WHILE THE farm Bills issue finally led to the BJP losing its oldest ally Shiromani Akali Dal (SAD), this is not the first time that the two parties have had differences. Despite these, the alliance, which has seen several highs and lows, remained intact, until now.
The Akalis first joined hands with the Jan Sangh (the BJP’s predecessor) in 1967. They parties stitched together a pre-poll alliance for the 1997 Punjab Assembly elections, which continued till 2019 parliamentary polls. The BJP had been part of post-poll alliances with governments led by Akalis in Punjab four times, from 1967 to 1980.
The differences between the two surfaced every now and then, but never resulted in a separation.
Senior BJP leader Manoranjan Kalia told The Indian Express on Sunday that the Jan Sangh leadership had flagged their demand for setting up the Dayanand University when the then Akali government had announced the Guru Nanak Dev University in November 1969, to mark the 500th birth anniversary of the first Sikh Guru.
“Jan Sangh did raise the issue of Dayanand University at that time, but it never reached a flashpoint,” said senior Akali leader and party’s core committee member Sikander Singh Maluka.
Kalia’s father Manmohan Kalia was a member of Jan Sangh. There were three ministers from Jan Sangh and a local government minister in the then Akali government led by Justice Gurnam Singh.
Kalia said the Jan Sangh had raised issues from time to time but the alliance remained intact. “My father took oath in Hindi as minister only after his demand to declare Hindi as the second language in Punjab was accepted.”
“Incidentally, the foundation stone of DAV University was laid by me only in 2010 as the dream of my father and the Jan Sangh leadership came true. Then deputy chief minister, Sukhbir Singh Badal, who was scheduled to lay the foundation stone along with me, could not make it for the function due to some engagements,” said Kalia.

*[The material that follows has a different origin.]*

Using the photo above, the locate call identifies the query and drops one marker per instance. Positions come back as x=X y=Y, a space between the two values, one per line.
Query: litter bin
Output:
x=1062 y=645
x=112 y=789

During the SAD-BJP’s rule from 2007 to 2012, the ties between both parties were strained for some time after the BJP’s state unit demanded the post of deputy chief minister for Manoranjan Kalia, the party leader in Punjab Vidhan Sabha at that time.
The demand was not met. Kalia said the central leadership of the party conceded to Akali Dal for “peace and harmony” the alliance stood for.

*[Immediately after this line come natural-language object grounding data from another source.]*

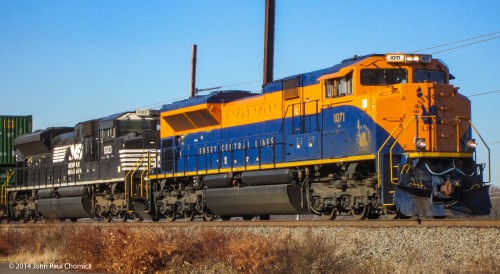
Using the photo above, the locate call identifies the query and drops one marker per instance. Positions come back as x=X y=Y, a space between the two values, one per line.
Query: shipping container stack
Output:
x=10 y=128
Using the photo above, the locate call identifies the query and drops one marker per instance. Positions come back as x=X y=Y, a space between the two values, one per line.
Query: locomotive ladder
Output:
x=143 y=191
x=3 y=192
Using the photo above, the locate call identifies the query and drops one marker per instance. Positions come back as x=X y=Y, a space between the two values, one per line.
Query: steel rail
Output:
x=424 y=223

Kalia said the BJP had also opposed to a power tariff hike for urban consumers, which was resolved after the intervention of veteran BJP leader L K Advani.
In fact, a delegation of BJP ministers had even offered to resign on the issue and met Akali patriarch Parkash Singh Badal. The seasoned five-time chief minister went on to quell the dissidence by offering to resign himself.

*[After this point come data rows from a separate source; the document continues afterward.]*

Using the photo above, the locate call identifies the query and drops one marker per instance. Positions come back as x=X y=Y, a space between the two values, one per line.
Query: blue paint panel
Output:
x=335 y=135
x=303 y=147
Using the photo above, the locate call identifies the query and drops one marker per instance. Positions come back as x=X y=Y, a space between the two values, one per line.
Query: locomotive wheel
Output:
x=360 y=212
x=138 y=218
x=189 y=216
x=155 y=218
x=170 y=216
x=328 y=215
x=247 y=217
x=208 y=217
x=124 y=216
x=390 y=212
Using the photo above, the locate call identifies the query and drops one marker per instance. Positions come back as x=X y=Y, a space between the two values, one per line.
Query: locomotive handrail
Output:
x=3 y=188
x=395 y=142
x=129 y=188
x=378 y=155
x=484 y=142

As per the the arrangement agreed to by both parties for the 1997 Punjab Vidhan Sabha polls, SAD contested on 94 seats and BJP on remaining 23 seats in the 117-member House. The contesting seat sharing arrangement continued till 2017 Assembly elections.
In 2013, Bluestar Memorial was inaugurated in the Golden Temple premises which, apart from paying tribute to the devotees killed in the Army operation in 1984, also eulogised Sikh militant leader Jarnail Singh Bhindranwala. Despite BJP objecting to the memorial, the ties between the two alliss remained intact, with the leadership of both parties saying that each party has its “own ideology”, but the alliance was required for peace and harmony in the state.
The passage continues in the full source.